Sunday, March 18, 2012

Condemnation: Breaking the Chains Thereof

"A respected person is one who does his duty, and such a person, even though he may not be a leader, is considered to be glorious. On the other hand one who does not know his duty, or knowing his duty does not execute it is condemned, much like Krishna is condemning Arjuna in this verse. Not knowing one's duty means that a person is responding to the impulses from past sinful activities. Thus every one must clearly understand the duty of the human form of life ' self realization. This is the first important point regarding dharma made in the Bhagavad-gita by Krishna. The conception of what you do must be based on the soul and not the body." 

I'm on a Krishna-related online group and receive messages via email from them every day or so.  Some are helpful, others basically require that I forget the  liberty we now have in  Yeshua, which (by the grace of God) is not gonna happen.  After reading the above commentary on a part of the Bhagavad Gita, I  have this to say:   

The above quote gives some good advice; if I'm understanding it correctly, it advises us to live by the spirit and not the flesh, not letting our body's natural impulses get us into trouble over and over again (in the event that they even were).  Nothing wrong with that.   

However, I object to the condemnatory terms inserted in there.  I believe any religious system that continues to speak  condemnation on the soul today is ignorant of what it was that Yeshua accomplished through his sacrifice on the cross.  If there is indeed only one God, which I believe  to be the case, then anyone who believes in Him (regardless of what name they give Him) cannot ignore offhandedly what He did  through Yeshua and expect to be taken any more seriously than they take Yeshua.  Yes, before Christ,  God may  have handled things differently, but whether that was God Himself actually doing things differently or just people's perception of Him at that particular time in history, His son Yeshua came along and made some major changes.  

According to the new Covenant,  there is now no condemnation for those who are in  Yeshua (Romans 8:1);  in the same way all had died in Adam, now all are made alive in  Yeshua (1 Corinthians 15:22).  Do what you believe to be the right thing --  because even  the most religiously uptight individuals are going to differ on just what the heck that is anyway -- but don't let fear of Divine Condemnation be the  motivating factor, because it is, imo, unfounded.  At this juncture, it's nothing more than a lie perpetrated by the power-hungry to keep people in check.

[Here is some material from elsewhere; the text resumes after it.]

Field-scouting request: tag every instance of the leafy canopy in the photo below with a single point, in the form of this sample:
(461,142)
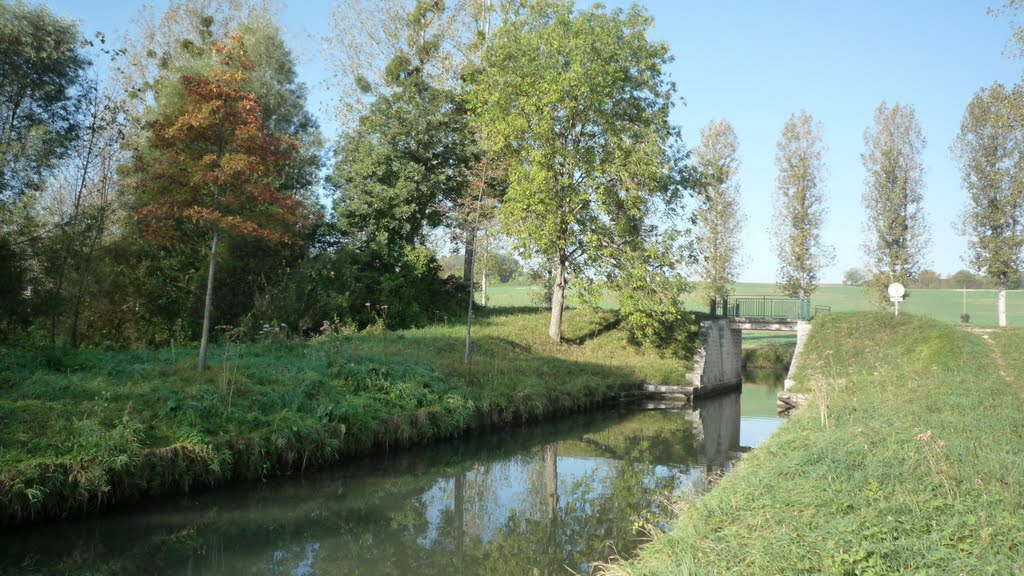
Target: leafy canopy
(210,161)
(41,72)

God is Love.  Here is what Love -- also known as "God" -- is like, according to 1 Corinthians 13:4-8.  Under the weight of the following words, most of what religions use to keep their adherents in bondage could be neutralized:

"Love is patient, love is kind. It does not envy, it does not boast, it is not proud. It is not rude, it is not self-seeking, it is not easily angered, it keeps no record of wrongs. Love does not delight in evil but rejoices with the truth. It always protects, always trusts, always hopes, always perseveres.  Love never fails." 
Notice that Love (God) keeps no record of wrongs.  This phrase alone pulls the rug right out from under the "do this or else" attitude behind most religious dogma!  If God's not keeping track of our human failings -- at least not for the purpose of whacking us over our heads with them down the road -- how can such failings land us in a place called "Hell"  or an endless cycle of birth-death-rebirth?  Frankly, I think those two concepts are man-made.  They're just the sorts of petty, punitive things humans would come up with to control people.  An Omniscient, Omnipotent, Omnipresent God whose very essence is Love doesn't need such things to bring us to Himself.  A  lesser god might need  'em, if such a god existed,  but not The God.